Teaching these Master Classes is a major pleasure for Moreno.
“We encounter many, many fine instruments, some of them almost finely tuned and some of them in the raw. But that really represent a promise,” Moreno said.
Rodriguez seemed pleased with her Master Class, and has set her future sights.
“I want to attend the UTRGV, the University of Texas Rio Grande Valley,” Rodriguez said. “I want to hopefully be in Mariachi Aztlan, and I want to get my doctorate degree in music education.”
These master classes and rehearsals for the summer recital started on June 26 and culminated in the performance on June 30th.
“I’ve been singing since I was in sixth grade, so that’s about 7 years,“ Neyalli Peña said. “My voice is my main instrument, but I do also play the harp and the guitar.”
Most of these young singers play musical instruments, and some play several.
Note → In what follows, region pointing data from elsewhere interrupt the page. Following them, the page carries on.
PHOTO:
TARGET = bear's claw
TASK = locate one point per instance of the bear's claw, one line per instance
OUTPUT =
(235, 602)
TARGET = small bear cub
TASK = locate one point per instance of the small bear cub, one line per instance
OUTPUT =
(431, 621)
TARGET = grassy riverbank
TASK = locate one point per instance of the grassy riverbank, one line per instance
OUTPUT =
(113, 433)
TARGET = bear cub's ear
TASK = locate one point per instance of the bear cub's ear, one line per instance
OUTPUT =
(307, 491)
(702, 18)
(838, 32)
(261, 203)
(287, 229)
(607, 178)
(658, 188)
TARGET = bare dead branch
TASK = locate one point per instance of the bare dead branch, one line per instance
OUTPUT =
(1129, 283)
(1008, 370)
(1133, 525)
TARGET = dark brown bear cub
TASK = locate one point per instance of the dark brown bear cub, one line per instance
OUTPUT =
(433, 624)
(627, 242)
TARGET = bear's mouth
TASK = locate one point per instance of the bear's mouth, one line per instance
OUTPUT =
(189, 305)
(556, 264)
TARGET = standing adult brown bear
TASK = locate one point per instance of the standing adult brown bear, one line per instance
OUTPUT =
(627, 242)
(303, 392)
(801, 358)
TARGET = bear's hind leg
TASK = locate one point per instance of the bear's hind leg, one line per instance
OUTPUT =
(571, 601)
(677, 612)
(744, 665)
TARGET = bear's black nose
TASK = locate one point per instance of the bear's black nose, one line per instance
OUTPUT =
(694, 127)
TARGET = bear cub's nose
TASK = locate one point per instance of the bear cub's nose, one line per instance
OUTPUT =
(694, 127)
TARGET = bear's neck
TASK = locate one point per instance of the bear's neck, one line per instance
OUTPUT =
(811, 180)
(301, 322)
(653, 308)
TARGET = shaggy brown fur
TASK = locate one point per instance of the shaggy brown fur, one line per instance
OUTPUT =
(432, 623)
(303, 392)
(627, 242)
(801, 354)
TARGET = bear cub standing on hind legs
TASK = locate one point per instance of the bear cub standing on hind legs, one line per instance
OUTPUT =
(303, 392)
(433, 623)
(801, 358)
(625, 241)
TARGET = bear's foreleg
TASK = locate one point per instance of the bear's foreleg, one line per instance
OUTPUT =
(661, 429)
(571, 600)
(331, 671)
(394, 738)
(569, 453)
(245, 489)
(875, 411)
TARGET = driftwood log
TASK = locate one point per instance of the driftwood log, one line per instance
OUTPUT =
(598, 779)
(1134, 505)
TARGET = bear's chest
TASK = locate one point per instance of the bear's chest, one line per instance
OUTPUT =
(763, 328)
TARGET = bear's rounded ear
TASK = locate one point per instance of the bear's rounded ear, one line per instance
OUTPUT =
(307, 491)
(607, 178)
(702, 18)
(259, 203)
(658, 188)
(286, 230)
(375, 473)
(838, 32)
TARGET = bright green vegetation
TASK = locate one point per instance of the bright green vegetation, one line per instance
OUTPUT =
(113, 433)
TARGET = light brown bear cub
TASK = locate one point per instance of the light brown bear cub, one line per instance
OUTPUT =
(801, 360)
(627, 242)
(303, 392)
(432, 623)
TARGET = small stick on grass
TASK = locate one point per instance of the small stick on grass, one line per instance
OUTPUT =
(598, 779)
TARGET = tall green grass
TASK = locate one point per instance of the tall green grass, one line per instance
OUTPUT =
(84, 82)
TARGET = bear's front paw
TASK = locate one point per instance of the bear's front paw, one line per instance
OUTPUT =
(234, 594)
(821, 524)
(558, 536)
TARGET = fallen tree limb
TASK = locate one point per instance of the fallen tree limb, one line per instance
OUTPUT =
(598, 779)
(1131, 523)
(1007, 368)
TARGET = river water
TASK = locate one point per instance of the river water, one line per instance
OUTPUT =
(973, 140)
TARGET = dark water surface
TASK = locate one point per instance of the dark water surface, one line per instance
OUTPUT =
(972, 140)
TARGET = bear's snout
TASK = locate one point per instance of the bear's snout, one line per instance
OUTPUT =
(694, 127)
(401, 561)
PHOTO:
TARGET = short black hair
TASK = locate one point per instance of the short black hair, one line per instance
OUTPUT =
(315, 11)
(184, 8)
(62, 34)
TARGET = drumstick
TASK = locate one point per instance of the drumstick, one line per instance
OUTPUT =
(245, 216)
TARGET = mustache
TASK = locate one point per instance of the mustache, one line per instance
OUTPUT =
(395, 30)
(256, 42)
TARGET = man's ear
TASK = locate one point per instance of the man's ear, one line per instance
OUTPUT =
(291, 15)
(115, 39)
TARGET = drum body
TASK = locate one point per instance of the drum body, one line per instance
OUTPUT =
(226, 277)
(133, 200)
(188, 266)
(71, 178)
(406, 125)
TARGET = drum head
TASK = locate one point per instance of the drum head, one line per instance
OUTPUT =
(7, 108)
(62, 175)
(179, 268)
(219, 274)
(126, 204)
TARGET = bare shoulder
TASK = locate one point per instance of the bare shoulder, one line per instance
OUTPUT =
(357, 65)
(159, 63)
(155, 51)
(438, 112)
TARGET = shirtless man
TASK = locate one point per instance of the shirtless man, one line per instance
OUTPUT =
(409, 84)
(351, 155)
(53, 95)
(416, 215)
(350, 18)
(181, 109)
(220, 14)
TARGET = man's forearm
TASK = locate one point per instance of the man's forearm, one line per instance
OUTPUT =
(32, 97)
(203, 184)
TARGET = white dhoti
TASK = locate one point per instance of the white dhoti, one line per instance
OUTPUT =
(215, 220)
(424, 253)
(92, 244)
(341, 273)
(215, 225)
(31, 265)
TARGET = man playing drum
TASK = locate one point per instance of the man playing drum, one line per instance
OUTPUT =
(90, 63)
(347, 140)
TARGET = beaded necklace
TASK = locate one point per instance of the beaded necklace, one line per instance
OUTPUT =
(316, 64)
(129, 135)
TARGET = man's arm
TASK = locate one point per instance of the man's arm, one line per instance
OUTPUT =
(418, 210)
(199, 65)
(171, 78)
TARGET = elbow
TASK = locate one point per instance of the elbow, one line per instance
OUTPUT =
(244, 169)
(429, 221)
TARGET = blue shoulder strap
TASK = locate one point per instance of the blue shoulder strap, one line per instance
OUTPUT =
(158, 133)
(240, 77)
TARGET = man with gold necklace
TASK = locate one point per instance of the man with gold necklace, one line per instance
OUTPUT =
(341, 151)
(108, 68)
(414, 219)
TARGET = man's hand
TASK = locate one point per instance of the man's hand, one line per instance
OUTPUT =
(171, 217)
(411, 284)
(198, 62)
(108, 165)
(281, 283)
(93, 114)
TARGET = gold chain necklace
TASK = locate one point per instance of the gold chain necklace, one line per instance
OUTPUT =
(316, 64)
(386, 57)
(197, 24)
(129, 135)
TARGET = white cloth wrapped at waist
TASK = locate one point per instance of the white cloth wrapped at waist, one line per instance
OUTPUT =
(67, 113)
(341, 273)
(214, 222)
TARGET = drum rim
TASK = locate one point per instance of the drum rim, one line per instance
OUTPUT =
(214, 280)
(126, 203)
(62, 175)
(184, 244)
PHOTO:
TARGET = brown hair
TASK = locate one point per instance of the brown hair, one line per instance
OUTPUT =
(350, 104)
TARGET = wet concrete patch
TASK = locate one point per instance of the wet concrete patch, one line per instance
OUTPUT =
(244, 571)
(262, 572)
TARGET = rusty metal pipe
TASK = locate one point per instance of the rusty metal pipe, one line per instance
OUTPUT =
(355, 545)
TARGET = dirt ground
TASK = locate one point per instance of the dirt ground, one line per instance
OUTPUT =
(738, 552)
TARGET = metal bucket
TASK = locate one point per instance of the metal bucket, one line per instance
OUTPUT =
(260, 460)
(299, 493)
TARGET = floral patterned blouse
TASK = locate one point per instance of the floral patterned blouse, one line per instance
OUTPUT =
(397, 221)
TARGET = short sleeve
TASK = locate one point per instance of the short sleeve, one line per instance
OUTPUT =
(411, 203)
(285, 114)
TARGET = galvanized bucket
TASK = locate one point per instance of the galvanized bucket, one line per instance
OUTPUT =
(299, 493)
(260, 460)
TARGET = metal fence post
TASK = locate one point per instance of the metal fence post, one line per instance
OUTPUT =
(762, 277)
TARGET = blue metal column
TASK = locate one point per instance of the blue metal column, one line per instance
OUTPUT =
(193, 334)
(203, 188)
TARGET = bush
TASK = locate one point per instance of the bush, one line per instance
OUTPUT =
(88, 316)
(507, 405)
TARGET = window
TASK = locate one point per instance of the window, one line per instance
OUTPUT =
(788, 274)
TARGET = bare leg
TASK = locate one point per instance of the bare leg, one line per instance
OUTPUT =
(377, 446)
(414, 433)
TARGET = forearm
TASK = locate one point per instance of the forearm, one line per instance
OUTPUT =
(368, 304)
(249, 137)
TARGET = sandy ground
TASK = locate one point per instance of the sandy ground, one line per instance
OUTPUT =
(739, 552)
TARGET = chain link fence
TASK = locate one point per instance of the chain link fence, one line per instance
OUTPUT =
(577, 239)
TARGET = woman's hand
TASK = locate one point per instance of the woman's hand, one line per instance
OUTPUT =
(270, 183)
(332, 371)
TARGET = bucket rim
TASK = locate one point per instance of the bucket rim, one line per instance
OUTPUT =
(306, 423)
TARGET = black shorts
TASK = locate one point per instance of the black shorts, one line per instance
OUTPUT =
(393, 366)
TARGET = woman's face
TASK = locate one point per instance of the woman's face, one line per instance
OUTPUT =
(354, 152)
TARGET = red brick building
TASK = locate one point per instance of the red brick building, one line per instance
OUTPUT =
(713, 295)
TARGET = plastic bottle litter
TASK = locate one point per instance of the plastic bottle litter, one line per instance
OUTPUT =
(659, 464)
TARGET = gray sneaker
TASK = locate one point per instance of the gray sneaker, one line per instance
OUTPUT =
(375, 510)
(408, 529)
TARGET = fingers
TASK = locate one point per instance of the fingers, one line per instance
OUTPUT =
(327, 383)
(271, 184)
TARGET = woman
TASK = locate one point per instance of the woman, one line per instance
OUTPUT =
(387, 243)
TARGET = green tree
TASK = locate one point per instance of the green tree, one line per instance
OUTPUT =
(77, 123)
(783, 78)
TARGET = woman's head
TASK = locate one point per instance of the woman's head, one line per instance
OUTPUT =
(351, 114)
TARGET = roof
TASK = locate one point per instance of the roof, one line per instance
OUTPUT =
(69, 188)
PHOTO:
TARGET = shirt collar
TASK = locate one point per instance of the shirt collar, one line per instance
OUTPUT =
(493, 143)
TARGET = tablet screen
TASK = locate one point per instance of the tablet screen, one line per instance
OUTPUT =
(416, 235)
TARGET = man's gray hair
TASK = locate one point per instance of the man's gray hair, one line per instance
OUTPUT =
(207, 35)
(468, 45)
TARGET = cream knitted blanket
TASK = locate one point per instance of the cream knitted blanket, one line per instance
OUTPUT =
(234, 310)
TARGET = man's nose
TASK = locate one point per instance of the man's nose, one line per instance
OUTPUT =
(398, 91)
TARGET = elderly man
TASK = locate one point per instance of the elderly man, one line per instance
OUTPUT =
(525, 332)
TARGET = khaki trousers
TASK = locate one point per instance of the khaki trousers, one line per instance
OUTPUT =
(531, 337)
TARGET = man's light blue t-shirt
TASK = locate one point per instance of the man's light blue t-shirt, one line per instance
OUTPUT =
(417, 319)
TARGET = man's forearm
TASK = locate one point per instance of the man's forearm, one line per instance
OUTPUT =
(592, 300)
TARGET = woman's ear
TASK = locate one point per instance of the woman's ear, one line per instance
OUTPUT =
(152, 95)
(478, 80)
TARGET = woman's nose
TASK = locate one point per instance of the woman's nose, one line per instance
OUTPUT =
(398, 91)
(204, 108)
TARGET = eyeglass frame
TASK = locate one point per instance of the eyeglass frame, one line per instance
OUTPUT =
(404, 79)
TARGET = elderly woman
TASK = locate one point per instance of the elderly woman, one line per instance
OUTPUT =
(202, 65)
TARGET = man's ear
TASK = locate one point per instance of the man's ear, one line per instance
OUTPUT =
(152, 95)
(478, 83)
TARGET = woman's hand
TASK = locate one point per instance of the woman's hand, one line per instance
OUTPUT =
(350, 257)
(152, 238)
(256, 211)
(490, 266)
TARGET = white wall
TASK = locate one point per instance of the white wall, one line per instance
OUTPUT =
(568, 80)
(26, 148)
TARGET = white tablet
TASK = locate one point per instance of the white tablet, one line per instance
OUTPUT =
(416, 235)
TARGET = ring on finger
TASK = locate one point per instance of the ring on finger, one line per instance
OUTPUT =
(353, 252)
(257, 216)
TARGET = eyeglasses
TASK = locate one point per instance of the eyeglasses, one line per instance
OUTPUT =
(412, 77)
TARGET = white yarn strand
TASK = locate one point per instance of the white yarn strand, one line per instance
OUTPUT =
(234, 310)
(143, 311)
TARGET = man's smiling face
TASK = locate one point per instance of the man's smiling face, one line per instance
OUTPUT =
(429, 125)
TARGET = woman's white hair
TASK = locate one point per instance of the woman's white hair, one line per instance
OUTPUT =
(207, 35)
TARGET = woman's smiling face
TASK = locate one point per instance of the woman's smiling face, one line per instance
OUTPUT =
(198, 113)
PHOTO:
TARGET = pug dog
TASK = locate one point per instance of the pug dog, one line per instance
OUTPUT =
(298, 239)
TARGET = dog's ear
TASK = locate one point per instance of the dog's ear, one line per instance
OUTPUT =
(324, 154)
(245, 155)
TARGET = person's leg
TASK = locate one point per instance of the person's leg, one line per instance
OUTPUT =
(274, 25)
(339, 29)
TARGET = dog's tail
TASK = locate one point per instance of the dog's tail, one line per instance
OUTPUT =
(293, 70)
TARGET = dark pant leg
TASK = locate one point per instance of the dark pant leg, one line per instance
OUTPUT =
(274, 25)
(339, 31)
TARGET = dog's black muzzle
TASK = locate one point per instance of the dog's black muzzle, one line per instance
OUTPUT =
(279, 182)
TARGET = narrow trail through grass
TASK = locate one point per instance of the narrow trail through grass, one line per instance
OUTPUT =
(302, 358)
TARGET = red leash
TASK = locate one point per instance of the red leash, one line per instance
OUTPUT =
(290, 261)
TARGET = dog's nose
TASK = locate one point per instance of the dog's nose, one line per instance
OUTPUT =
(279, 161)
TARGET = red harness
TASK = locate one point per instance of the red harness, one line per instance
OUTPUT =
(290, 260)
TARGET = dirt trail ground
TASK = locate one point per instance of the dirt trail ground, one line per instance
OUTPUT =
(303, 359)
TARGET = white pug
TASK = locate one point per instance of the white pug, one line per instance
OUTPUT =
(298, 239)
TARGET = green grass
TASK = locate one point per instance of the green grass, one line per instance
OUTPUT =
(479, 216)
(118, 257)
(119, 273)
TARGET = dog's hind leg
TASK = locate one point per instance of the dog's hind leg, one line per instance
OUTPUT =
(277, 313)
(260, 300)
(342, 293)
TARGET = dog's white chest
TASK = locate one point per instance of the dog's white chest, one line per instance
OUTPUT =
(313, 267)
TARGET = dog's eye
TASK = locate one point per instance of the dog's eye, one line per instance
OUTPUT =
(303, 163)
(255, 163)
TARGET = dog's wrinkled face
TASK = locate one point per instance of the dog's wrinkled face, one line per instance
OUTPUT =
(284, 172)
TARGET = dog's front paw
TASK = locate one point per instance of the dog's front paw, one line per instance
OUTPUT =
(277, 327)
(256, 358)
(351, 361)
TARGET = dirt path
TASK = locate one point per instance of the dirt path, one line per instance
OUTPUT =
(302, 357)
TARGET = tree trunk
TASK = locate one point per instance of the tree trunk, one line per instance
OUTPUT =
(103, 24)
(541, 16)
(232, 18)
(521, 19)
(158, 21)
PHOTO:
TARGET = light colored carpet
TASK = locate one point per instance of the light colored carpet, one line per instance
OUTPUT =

Peña is wearing a dramatic red dress with flowers stitched all through it.
“This dress was actually my mom’s and she repurposed it and we just added all of these applications onto here,” she said.
Finally, it was showtime. The host Alexa Posas greeted those who came.
“Are you already for tonight’s show?” she said to large applause, as the music started.
One after the next came to the stage and performed with surprising ability and confidence.
Gianna Gonzalez spoke beforehand about what Mariachi has come to mean to her.
“I think this organization really brings out the culture and it connects us with our roots,” Gonzalez said. “It really shows us how like tradition and how fruitful the culture is in Mexico.”
Like most of these young singers, she’s filled with ambition and expects to find a career with singing.
“That is the career that I want and it’s what I’m aiming for. And hopefully one day I’ll be in the Latin Grammys,” she said with a chuckle.
Posas announced the singer from the furthest distance.
“Our next vocalist comes all the way from the Bronx, New York. Please help me welcome Jazmin Duran!” she said.
“Buenos Noches, San Antonio!” said Duran in response to the applause.
Jazmin Duran Garcia didn’t so much come onto the stage. She strutted.
“Yeah, I really felt just the energy of the room,” Garcia said.
During intermission she described the trajectory of the 24 year-old’s musical interests.